L'Etat se justifie par son monopole de la violence. La première nécessité d'un Etat c'est ça: la sécurité. On se regroupe ensemble pour être plus fort, et on se soumet à une autorité commune.
Les Français aiment l'Etat, c'est un fait. Tocqueville disait déjà que les français étaient pris dans une contradiction, être libre et être dirigés, et que, ne sachant choisir, ils voulaient les deux.
Quant tu regardes notre histoire et notre façon de l'enseigner, on a une certaine tendance à être gentil avec les régimes assez autoritaires, disons musclés et centralistes. Y a qu'à regarder Louis XIv et Napoléon. On ne te dira jamais que ses guerres ont causé 3 millions de morts, on ne te parlera jamais du général Malais qui a entrepris un coup d'Etat contre lui pour rétablir...la république.
En France, on aime l'Etat pas pour l'Etat lui-même, mais parce qu'on aime les chefs. Un chef fort pour un Etat fort, garantissant la liberté et l'égalité.... C'est surtout, à mon avis, une certaine frustration toute française. Les régimes forts nous rappellent des heures de gloire qui, examinées avec attention, ne sont que chimères.
L'Etat n'est qu'une grande illusion où nous tentons de vivre aux dépens des autres. Pour l'instant, les Français ne s'en rendent pas compte.
Mais j'ai toujours en tête Tocqueville et notre contradiction toute française.
C'est aussi du fait de notre vision politique de la nation... en bon républicain que nous sommes, la Patrie, la nation, et l'Etat, ne font qu'un.

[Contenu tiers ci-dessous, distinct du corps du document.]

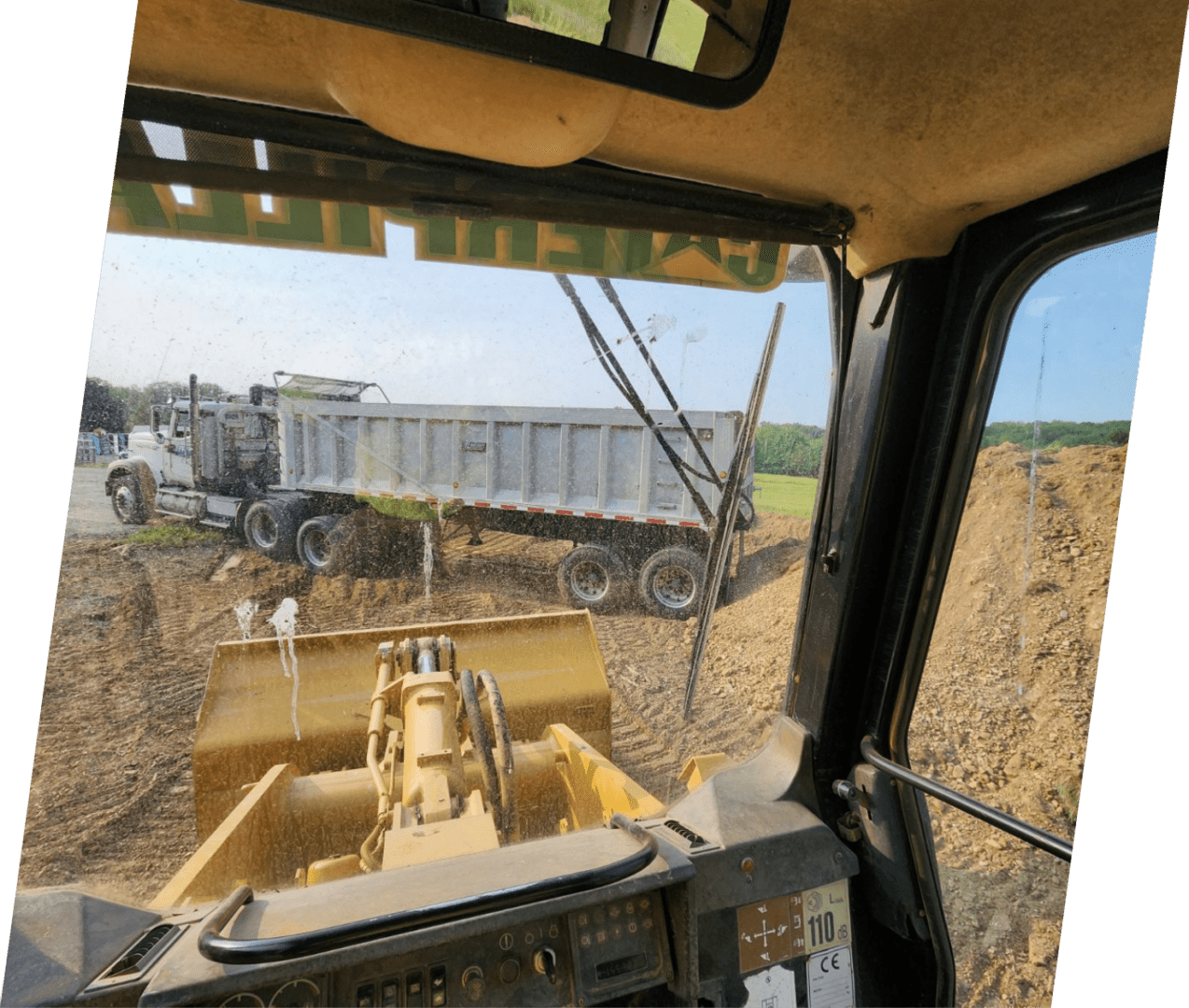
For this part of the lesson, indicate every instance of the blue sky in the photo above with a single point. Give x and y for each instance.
(1085, 316)
(442, 333)
(432, 331)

On les confonds. Donc, un affaiblissement de l'Etat équivaut dans nos esprits à un affaiblissement de la nation.
Et puis il y a De Gaulle, j'aime ce grand homme favorable à un Etat fort... mais voilà. Son ombre plane encore sur nous, et sa vision politique aussi.
si les Français aiment l'Etat, c'est à cause d'un vieux conflit politique où, pour l'instant les partisans d'un Etat fort l'ont emporté. Mais il faut savoir qu'une bonne partie de la IIIème république a été dominée par des libéraux. Dechannel, Waldeck Rousseau, tout un courant républicain modéré...
Enfin, c'est un problème assez spécial.